L’idée du musée (d’art) en tant que labyrinthe est une constante qui, depuis toujours, fait partie de mon expérience professionnelle; labyrinthe ou... miroir brisé, kaléidoscope en dérive vers la situation finale de cette oeuvre majeure qui est «La dame de Shanghai» de Orson Welles. Le Musée est un espace organisé, habité par divers corps et temps, d’autres corps et d’autres temps et aussi nous mêmes qui le traversons. C’est-à-cause de cette présence du labyrinthe que, quand Bernard Guelton m’a proposé l’idée d’ «Un détail immense», j’ai immédiatement adhéré; son projet en était la concrétisation dans l’espace du Musée en utilisant un espace autre, la chapelle qui cependant lui appartient. Je parle, bien sûr, de la chapelle des «Albertas» ou de Saint Albert, une église qui dans sa décoration, autel à autel, parcours le temps entre le 16ème siècle et le 17ème siècle, dernier vestige d’un couvent de carmélites, contemporain de Sainte Thérèse d’Avila.
Dans le projet de Guelton, l’espace de la chapelle pénètre l’espace du Musée simultanément avec un temps imaginaire qu’un jour Antonio Tabucchi a inventé aussi à partir de ce Musée.


Le choix de la chapelle présente une importance singulière, car il met en communication simultanément deux espaces et deux temps.
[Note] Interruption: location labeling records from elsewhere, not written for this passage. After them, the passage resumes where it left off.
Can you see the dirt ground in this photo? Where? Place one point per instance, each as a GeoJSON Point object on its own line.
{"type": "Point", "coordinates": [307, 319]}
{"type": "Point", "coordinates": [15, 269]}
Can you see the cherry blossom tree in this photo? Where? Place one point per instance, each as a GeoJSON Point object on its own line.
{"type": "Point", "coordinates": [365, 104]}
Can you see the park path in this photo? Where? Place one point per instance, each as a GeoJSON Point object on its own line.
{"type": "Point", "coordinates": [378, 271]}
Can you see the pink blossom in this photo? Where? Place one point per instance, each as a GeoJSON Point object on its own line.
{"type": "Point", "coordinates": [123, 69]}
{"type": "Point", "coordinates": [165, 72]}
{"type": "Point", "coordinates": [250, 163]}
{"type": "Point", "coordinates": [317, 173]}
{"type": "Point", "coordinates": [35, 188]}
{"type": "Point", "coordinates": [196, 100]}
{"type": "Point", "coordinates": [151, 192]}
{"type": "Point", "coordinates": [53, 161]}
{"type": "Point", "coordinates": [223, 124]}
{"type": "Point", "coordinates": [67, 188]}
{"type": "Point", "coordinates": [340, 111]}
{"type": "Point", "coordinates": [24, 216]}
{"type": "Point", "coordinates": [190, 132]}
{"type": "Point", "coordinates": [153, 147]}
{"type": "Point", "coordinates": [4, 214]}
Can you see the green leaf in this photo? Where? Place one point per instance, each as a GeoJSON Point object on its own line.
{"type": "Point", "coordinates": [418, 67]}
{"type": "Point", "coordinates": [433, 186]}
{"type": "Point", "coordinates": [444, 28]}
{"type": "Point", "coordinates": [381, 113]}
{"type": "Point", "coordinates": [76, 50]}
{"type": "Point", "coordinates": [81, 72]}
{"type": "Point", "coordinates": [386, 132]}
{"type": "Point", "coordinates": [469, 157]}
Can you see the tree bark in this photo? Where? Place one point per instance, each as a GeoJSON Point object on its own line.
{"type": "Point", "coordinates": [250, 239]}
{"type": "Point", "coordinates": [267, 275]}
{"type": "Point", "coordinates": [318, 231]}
Celui-ci, je l’ai dit, constitué de plusieurs temporalités, défit le Musée qui représente une autre époque, un autre espace et une autre situation. La chapelle se présente comme une réalité et une totalité à l’image du musée, mais dans un contraste qui pourrait être celui du réel avec l’imaginaire, ou, pourquoi pas, celui de la «vérité» de la chapelle avec le «mensonge» du Musée.


Au-delà de la «vérité» et du «mensonge», ce projet a le mérite de souligner un aspect évident et cependant invisible pour beaucoup, celui du Musée en tant que lieu ambigu, lieu de contradiction où la totalité de l’exposition, n’importe laquelle, n’est plus que l’addition, intentionnelle peut-être de fragments. Ce projet d’installation peut être aussi défini en tant qu’une exposition dans l’exposition, comme celle que Pedro Morais en 1987 et Manuel Casimiro en 1982 ont accompli ici. Ils ont traversé les espaces du musée avec des présences autres. Cependant, dans ce projet, le musée est référencié à lui-même à travers l’un de ces espaces privilégiés, ce qui renforce l’image du labyrinthe, du kaléidoscope, qui devient un abîme, une spirale qui commence et ne s’achève jamais. Un musée, ce musée est comme cela.